City investigating LPD for possible open records violation
LUBBOCK, TX (KCBD) - Lubbock city leaders launched an investigation on Tuesday after documents obtained through an open records request revealed that Lubbock police deleted an arrest report involving Christian Castro, who was named a person of interest in the Mark Ysasaga murder investigation.
City Manager James Loomis has ordered an administrative investigation into this possible open records violation. The investigation is ongoing, but Loomis assures the public that the city is using all available means to conduct it.
Loomis says the city is reviewing open records training for all of its employees.
The open records request was made on June 8, and the request to delete the report was made the following day. KCBD obtained an email on Monday that LPD sergeant Mark Watkins sent to public records department.
The email referred to the arrest record for Castro. It read, "Please delete this report. The charges were dropped by the district attorney's office prior to the arrestee being placed in jail."
Lubbock Mayor Glen Robertson wants the city council to discuss the procedures taken by the police department and address any allegations of wrongdoing at its next meeting on July 23.
On her Facebook page, Ysasaga's mother, Anna Ysasaga-Cuevas, requested the family's supporters to attend the meeting. She says it's time for the city to turn the investigation over to the Texas Rangers or FBI.
Councilman Victor Hernandez released this statement on Tuesday night:
"The citizens of Lubbock deserve a police department that is free of suspicion in the way it handles criminal investigations and its' personnel decisions. The men and women of the Lubbock Police Department deserve to be part of an organization that the public deems credible and reliable.

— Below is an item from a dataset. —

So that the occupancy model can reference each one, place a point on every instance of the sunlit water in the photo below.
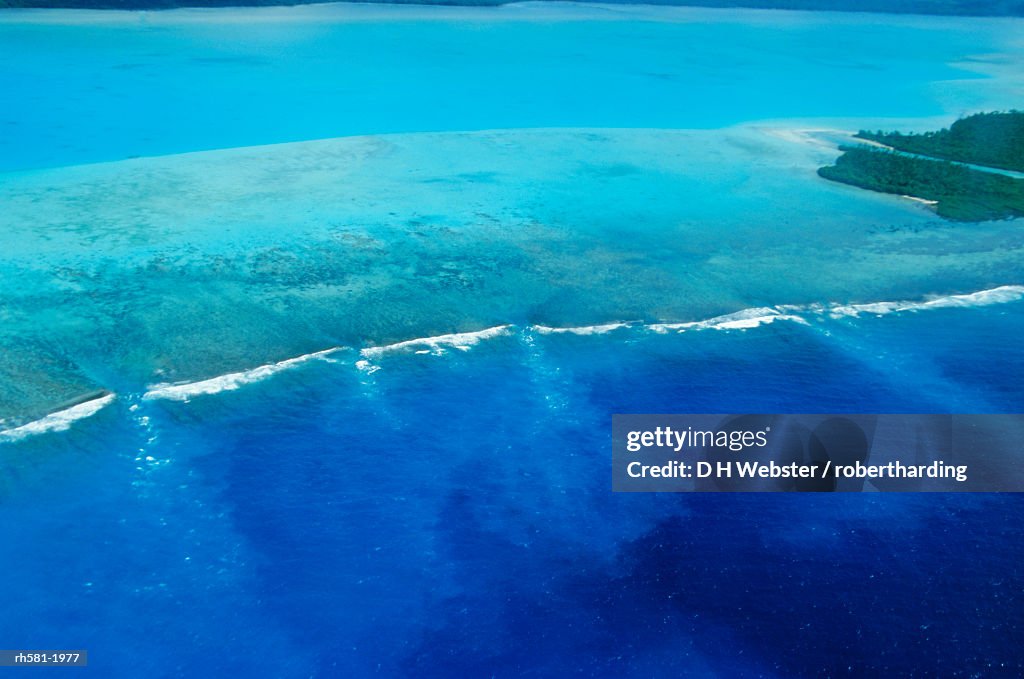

"The criminal investigations involving Mark Anthony Ysasaga, Zoe Campos, Glen Robertson and others; as well as the 'demotion' of Police Chief Roger Ellis, the reassignment of Assistant Chief James Shavers from investigations to patrol, and the current investigation by the U.S. Department of Justice, Civil Rights Division (which accuses the City of Lubbock of discriminatory hiring practices) are but a few of the issues which have surfaced recently. In addition, complaints filed with the police department's internal affairs department as well as the City of Lubbock's human resources department are bringing into question whether or not the Lubbock Police Department can investigate itself.
"As such, I think it prudent to hire as Interim Police Chief, a person that is currently outside of the current command and control staff. It is for these reasons that I cannot support the City Manager's choice.
"In addition, I believe the Lubbock Police Department's protocols and past actions, need to be reviewed by an outside agency in order to ferret out all issues, singular or systemic, which have led us to this point."
"Of paramount importance to me, is that the citizens of Lubbock regain the confidence in their police department. In order to achieve this goal, the City of Lubbock must be transparent. Equally important, the City of Lubbock needs to promptly identify all problem areas, find solutions that can be implemented quickly and hopefully, start the process of rebuilding the public's trust."